ML Zoomcamp 2023 – Introduction to Machine Learning – Part 12

Overview:

  1. Introduction to Pandas – Part 1/2
    1. Pandas DataFrame
    2. Pandas Series
    3. Adding columns to DataFrames
    4. Deleting columns from DataFrames
    5. Index
    6. Accessing elements
    7. Element-wise operations

Introduction to Pandas – Part 1/2

The last part of the Introduction to ML covers the Python package Pandas.

Pandas is a powerful and versatile data manipulation library in Python. It provides data structures and functions that are essential for data analysis and preprocessing tasks. With Pandas, you can easily load, manipulate, and analyze structured data.

One of the key data structures in Pandas is the DataFrame. It is a two-dimensional table-like structure that allows you to store and manipulate data in a row-column format. You can think of it as a spreadsheet or a SQL table. The DataFrame is designed to handle both homogeneous and heterogeneous data, making it suitable for a wide range of applications.

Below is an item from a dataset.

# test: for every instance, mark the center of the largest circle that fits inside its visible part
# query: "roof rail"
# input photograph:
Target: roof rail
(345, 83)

In addition to the DataFrame, Pandas also provides Series, which is a one-dimensional labeled array. It is similar to a column in a DataFrame and can be used to store and manipulate a single variable. Series are particularly useful when you need to perform operations on a specific column or extract a subset of data from a DataFrame.

Pandas also offers a rich set of functions for data manipulation. You can perform operations such as filtering, sorting, transforming, and aggregating data with ease. Additionally, Pandas integrates well with other Python libraries such as NumPy and Matplotlib, allowing you to seamlessly combine data manipulation, numerical computation, and data visualization tasks.

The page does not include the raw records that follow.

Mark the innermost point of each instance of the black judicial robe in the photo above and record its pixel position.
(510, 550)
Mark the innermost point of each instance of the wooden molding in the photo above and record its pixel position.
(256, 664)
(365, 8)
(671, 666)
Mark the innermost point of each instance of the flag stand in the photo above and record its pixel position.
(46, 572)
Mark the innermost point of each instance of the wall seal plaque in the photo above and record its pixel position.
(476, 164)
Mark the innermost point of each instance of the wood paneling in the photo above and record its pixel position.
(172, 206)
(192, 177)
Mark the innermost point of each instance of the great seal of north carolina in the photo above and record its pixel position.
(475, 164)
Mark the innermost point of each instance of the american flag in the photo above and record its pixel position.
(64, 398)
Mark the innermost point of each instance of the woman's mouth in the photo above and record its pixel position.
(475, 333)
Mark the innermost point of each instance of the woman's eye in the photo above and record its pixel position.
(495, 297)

Whether you are working on a small data analysis project or dealing with large datasets, Pandas provides efficient and intuitive tools to handle your data. Its extensive documentation and active community support make it a popular choice among data scientists and analysts.

Pandas DataFrame

A Pandas DataFrame is basically a table. In the following snippet data is a list of lists. Each sublist is a row in the table. Each row represents one car.

data = [
    ['Nissan', 'Stanza', 1991, 138, 4, 'MANUAL', 'sedan', 2000],
    ['Hyundai', 'Sonata', 2017, None, 4, 'AUTOMATIC', 'Sedan', 27150],
    ['Lotus', 'Elise', 2010, 218, 4, 'MANUAL', 'convertible', 54990],
    ['GMC', 'Acadia',  2017, 194, 4, 'AUTOMATIC', '4dr SUV', 34450],
    ['Nissan', 'Frontier', 2017, 261, 6, 'MANUAL', 'Pickup', 32340],
]

columns = [
    'Make', 'Model', 'Year', 'Engine HP', 'Engine Cylinders',
    'Transmission Type', 'Vehicle_Style', 'MSRP'
]

pd.DataFrame(data)

The last line outputs a Pandas Dataframe but without column names.

01234567
0NissanStanza1991138.04MANUALsedan2000
1HyundaiSonata2017NaN4AUTOMATICSedan27150
2LotusElise2010218.04MANUALconvertible54990
3GMCAcadia2017194.04AUTOMATIC4dr SUV34450
4NissanFrontier2017261.06MANUALPickup32340
DataFrame without any column names

To display the correct output with column names, the columns parameter must be set.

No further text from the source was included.